Scienza e Tecnologia

L’eredità scientifica e tecnologica dell’esperimento Borexino

Dal perché le stelle e il Sole brillano alle tecnologie pioneristiche: in 32 anni di attività ai Laboratori Nazionali del Gran Sasso dell’INFN, l’esperimento Borexino ha raggiunto fondamentali risultati sia scientifici sia tecnologici che rappresentano un’importante eredità per gli esperimenti che studiano eventi rari o neutrini di energia molto bassa.

I principali risultati dell’esperimento sono raccolti in un articolo di review recentemente pubblicato sulla rivista “Annual Review of Nuclear and Particle Science” a firma di Gianpaolo Bellini, ricercatore INFN, professore emerito dell’Università degli Studi di Milano, che di Borexino è stato fondatore e a lungo portavoce unico.

Al cuore del progetto Borexino c’è un esperimento di ineguagliata sensibilità per lo studio dei neutrini di bassa energia e in 32 anni di attività (14 anni di presa dati, preceduti da un lungo lavoro di ricerca, progettazione, sviluppo e costruzione) è riuscito a misurare tutte le principali reazioni nucleari del Sole.

L’esperimento è così riuscito a trovare risposta a una delle domande che da sempre interessano l’umanità, “perché il Sole e le stelle brillano?”, e lo ha fatto misurando, nel 2014, i neutrini prodotti nella catena nucleare protone-protone che produce il 99% dell’energia del Sole, e osservando, nel 2020, i neutrini solari provenienti dal ciclo CNO (carbonio-azoto-ossigeno), che svolge un ruolo molto rilevante nelle stelle di grande massa.

Borexino non si è fermato qui: è anche riuscito a rivelare i geo-neutrini, ovvero antineutrini provenienti dall’interno della Terra e, grazie a queste osservazioni, è stato possibile ricavare una stima della radioattività del mantello terrestre e a conoscere quella della crosta terrestre.

Quella di Borexino è un’eredità, sia scientifica sia tecnica e tecnologica, che influirà in modo importante su tutti gli esperimenti che studiano eventi rari o neutrini di energia molto bassa”, spiega Gianpaolo Bellini. “Per esempio, per riuscire nei propri obiettivi scientifici, esperimenti per la ricerca della materia oscura o di fenomeni rarissimi, che sono in fase di realizzazione o anche già in presa dati, sono fortemente impegnati nel cercare di ottenere livelli di radiopurezza sempre maggiori: per farlo utilizzano tecniche derivanti in gran parte dall’esperienza di Borexino.
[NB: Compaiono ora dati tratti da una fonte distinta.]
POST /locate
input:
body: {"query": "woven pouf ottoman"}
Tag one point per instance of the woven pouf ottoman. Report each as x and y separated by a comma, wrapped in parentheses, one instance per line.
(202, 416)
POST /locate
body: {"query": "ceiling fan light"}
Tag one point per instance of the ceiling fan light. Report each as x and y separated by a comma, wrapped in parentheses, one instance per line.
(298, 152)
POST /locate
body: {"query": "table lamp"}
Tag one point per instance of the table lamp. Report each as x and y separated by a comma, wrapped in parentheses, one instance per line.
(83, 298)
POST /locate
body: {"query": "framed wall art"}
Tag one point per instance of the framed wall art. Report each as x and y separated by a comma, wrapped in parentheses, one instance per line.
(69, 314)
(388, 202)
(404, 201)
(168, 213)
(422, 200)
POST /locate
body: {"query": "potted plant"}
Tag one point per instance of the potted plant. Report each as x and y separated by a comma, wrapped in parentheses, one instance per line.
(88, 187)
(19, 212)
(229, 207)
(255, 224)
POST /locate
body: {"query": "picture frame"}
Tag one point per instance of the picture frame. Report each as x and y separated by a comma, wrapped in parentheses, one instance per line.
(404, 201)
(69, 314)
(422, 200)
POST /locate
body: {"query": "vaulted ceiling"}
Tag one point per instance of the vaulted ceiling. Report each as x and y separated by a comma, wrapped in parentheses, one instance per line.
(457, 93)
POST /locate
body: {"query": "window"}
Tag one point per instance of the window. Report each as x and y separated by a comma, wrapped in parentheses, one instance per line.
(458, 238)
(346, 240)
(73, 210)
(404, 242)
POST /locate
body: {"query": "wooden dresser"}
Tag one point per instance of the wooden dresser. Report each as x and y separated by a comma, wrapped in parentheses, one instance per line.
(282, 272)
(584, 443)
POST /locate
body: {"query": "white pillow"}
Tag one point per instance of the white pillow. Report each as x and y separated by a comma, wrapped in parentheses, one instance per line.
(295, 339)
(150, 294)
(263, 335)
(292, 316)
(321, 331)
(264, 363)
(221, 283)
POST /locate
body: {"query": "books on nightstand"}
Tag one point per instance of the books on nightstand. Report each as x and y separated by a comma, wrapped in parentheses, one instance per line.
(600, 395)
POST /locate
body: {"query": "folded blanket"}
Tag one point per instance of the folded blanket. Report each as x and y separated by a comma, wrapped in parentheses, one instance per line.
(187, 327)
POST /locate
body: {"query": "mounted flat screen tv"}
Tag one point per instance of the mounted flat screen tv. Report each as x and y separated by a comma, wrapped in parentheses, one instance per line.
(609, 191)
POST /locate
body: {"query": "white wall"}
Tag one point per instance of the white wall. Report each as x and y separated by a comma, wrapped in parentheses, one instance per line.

E nulla di standard è stato utilizzato nella realizzazione di Borexino: tutti i componenti, dal più piccolo e sofisticato al più grande, sono stati studiati nel minimo dettaglio e sviluppati ad hoc”, conclude Bellini.

Borexino è, infatti, riuscito a ottenere i suoi straordinari risultati grazie a tecniche e metodi che gli hanno consentito di raggiungere livelli di radiopurezza senza precedenti. Basti pensare che la parte attiva del rivelatore, che ha permesso di osservare le interazioni di neutrini, il cosiddetto scintillatore, ha raggiunto in Borexino una radiopurezza pari a un nucleo radioattivo ogni dieci triliardi di nuclei non radioattivi.

Inoltre, l’esperimento era costituito da sensibilissimi occhi elettronici e da schermi che lo proteggevano dalle radiazioni naturali provenienti dalle rocce del laboratorio e dall’ambiente sotterraneo. Infine, l’installazione nell’ambiente sotterraneo dei Laboratori Nazionali del Gran Sasso ha permesso di proteggere l’esperimento dai raggi cosmici, radiazioni provenienti dell’universo, grazie ai 2000 metri di roccia sovrastante.